Yes. Synced patterns let you build a block once and keep it in sync everywhere it’s used, the Global Header and Footer apply across all emails automatically, and the import/export tool lets you carry templates between stores. For agencies building similar stores repeatedly, that export/import flow saves a lot of repeated setup.

Final thoughts

I came into WooCommerce email customizers a skeptic, convinced the default emails were good enough and that anything fancier was a solution looking for a problem. Placing one test order next to my own website cured me of that. The gap between a polished store and a gray-box order email is real, and customers feel it even if they can’t name it.

YayMail closes that gap without asking you to write code or babysit template overrides.
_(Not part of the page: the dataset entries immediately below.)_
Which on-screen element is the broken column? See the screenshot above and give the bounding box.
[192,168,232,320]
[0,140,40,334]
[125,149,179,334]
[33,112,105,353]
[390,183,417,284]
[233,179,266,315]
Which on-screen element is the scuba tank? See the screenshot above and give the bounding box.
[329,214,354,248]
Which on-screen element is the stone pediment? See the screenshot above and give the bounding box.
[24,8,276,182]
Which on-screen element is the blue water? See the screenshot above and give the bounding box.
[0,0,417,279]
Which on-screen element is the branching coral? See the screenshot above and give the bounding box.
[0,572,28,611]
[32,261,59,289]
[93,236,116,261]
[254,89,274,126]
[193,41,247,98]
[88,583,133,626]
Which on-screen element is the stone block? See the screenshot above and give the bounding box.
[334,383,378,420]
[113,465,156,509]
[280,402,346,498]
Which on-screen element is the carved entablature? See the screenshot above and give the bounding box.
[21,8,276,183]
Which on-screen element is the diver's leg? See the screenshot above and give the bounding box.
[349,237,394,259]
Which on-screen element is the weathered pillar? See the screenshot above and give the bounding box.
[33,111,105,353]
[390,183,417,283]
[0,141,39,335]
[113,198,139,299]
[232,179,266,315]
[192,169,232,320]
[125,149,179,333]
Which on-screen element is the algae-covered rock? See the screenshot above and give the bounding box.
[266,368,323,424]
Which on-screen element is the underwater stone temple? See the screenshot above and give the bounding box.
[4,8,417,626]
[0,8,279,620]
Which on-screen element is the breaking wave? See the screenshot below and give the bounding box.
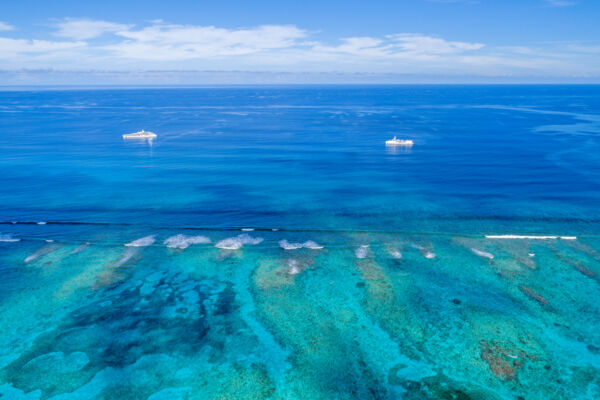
[215,233,263,250]
[164,234,210,250]
[279,239,324,250]
[125,235,156,247]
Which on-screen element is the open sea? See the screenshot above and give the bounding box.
[0,85,600,400]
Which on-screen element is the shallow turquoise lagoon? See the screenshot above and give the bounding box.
[0,86,600,400]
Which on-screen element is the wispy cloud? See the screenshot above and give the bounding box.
[0,21,15,31]
[55,18,131,40]
[103,22,306,60]
[544,0,577,7]
[0,19,600,77]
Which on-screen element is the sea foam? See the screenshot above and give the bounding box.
[215,233,263,250]
[279,239,323,250]
[471,248,494,260]
[125,235,156,247]
[164,234,210,250]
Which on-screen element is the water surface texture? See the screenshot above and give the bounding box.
[0,86,600,400]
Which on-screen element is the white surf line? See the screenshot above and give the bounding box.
[485,235,577,240]
[471,247,494,260]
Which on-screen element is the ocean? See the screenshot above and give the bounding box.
[0,85,600,400]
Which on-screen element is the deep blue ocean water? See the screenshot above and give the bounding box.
[0,85,600,400]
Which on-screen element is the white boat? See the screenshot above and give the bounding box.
[123,129,156,139]
[385,136,414,147]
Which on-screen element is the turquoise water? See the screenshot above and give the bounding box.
[0,86,600,400]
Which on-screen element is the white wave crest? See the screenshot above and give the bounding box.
[279,239,323,250]
[125,235,156,247]
[279,239,302,250]
[215,233,263,250]
[164,235,210,250]
[471,248,494,260]
[0,235,21,243]
[354,245,369,258]
[302,240,325,250]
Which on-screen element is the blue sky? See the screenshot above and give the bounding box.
[0,0,600,84]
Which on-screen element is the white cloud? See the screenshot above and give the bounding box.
[388,33,484,55]
[544,0,577,7]
[104,22,306,60]
[0,19,600,77]
[56,18,131,40]
[0,37,86,56]
[0,21,15,31]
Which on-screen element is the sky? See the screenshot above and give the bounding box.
[0,0,600,85]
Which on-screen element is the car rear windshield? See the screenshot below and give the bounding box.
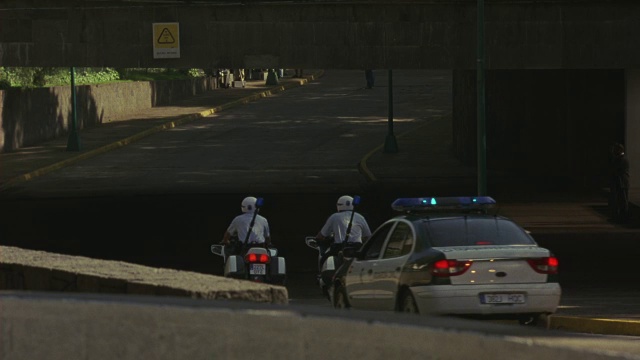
[424,217,535,247]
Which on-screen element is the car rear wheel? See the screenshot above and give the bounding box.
[400,290,419,314]
[518,314,549,328]
[333,285,351,309]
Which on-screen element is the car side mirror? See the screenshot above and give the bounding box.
[342,247,358,258]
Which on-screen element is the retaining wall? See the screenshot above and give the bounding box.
[0,77,217,152]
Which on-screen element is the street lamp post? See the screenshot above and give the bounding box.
[384,69,398,153]
[67,67,80,151]
[476,0,487,196]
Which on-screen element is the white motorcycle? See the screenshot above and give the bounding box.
[211,198,287,286]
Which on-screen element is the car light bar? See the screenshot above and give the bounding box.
[391,196,496,211]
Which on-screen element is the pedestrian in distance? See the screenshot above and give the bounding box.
[316,195,371,265]
[221,196,272,254]
[609,143,629,223]
[364,69,376,89]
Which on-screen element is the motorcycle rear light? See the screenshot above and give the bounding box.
[431,259,472,277]
[244,254,271,264]
[527,256,558,274]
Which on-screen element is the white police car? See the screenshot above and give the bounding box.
[330,197,561,324]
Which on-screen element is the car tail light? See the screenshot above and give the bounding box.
[431,260,472,277]
[527,256,558,274]
[244,253,271,264]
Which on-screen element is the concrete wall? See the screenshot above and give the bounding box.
[453,69,624,190]
[0,77,217,152]
[0,0,640,69]
[624,70,640,188]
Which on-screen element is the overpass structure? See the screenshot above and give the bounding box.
[0,0,640,187]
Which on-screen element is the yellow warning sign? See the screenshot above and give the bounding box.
[153,23,180,59]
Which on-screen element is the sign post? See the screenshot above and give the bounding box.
[153,23,180,59]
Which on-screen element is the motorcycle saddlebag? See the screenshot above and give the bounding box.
[270,256,287,276]
[224,255,247,279]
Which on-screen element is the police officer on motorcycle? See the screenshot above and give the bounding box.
[316,195,371,266]
[221,196,272,255]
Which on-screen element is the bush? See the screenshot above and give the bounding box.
[0,67,205,88]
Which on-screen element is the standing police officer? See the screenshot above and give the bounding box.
[316,195,371,265]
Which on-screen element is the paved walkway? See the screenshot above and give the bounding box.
[0,71,640,338]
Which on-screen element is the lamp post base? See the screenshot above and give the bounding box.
[384,134,398,153]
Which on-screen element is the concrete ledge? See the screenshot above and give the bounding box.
[549,315,640,336]
[0,293,638,360]
[0,246,289,304]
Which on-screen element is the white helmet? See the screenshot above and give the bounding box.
[241,196,258,212]
[336,195,353,211]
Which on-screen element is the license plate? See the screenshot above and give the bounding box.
[480,294,527,304]
[249,264,267,275]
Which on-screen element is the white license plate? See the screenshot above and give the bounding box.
[249,264,267,275]
[480,294,527,304]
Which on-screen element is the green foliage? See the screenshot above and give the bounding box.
[0,67,205,89]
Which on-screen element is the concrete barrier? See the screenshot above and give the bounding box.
[0,246,288,304]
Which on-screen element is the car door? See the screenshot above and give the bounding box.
[345,222,394,309]
[369,221,415,311]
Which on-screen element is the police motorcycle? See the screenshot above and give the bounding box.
[304,196,361,299]
[211,198,287,286]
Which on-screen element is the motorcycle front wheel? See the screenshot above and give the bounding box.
[333,285,351,309]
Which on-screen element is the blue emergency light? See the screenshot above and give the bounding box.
[391,196,496,211]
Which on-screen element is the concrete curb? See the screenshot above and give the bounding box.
[0,246,289,304]
[0,70,324,191]
[549,315,640,336]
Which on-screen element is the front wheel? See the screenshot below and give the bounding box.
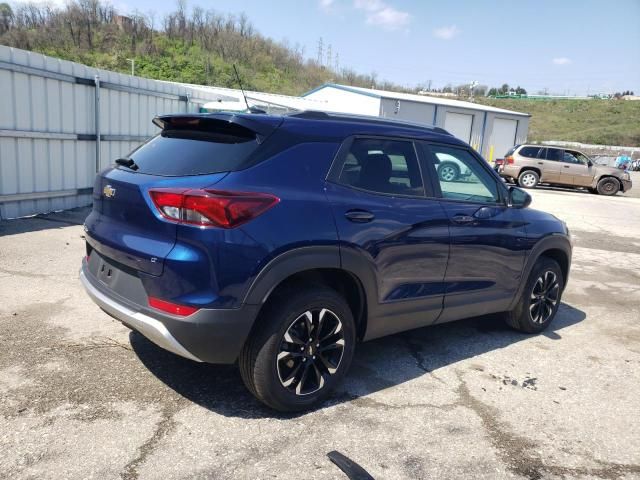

The builder is genuinely pleasant, the live preview against real order data is the feature that makes it click, and the dynamic WooCommerce blocks (especially the cross-sell and featured-product blocks in the Completed-order email) turn your highest-open-rate messages into quiet revenue. The 80+ addons mean it grows with your stack instead of leaving your Subscriptions or Dokan emails looking orphaned. And the developer surface, the yaymail_template post type, the element and email registration hooks, and the merge-tag filters, is more thoughtful than I expected from an email plugin.

Just go in clear-eyed about the two boundaries. YayMail designs emails; it does not send them or fix deliverability, so pair it with a real SMTP setup and test in a live inbox. And it’s for transactional email, not marketing, so keep your newsletter tool for campaigns. Respect those two lines and it does its job cleanly.

On price, YayMail Pro is normally a recurring annual license from YayCommerce. Through GPL Times it’s a one-time download of the same official plugin at $0/month recurring, which is an easy call if you’re branding order emails across one store or fifty. If you want to try every element and dynamic block on a real install, YayMail Pro on GPL Times is the quickest way to get a working copy going. You can also read more about the plugin on the official YayCommerce product page or check the free version on WordPress.org to get a feel for the builder before committing to Pro.

Redesign the three emails that matter most first (New order, Processing, Completed), test them into a real inbox, and you’ll wonder why you left them looking like receipts for so long.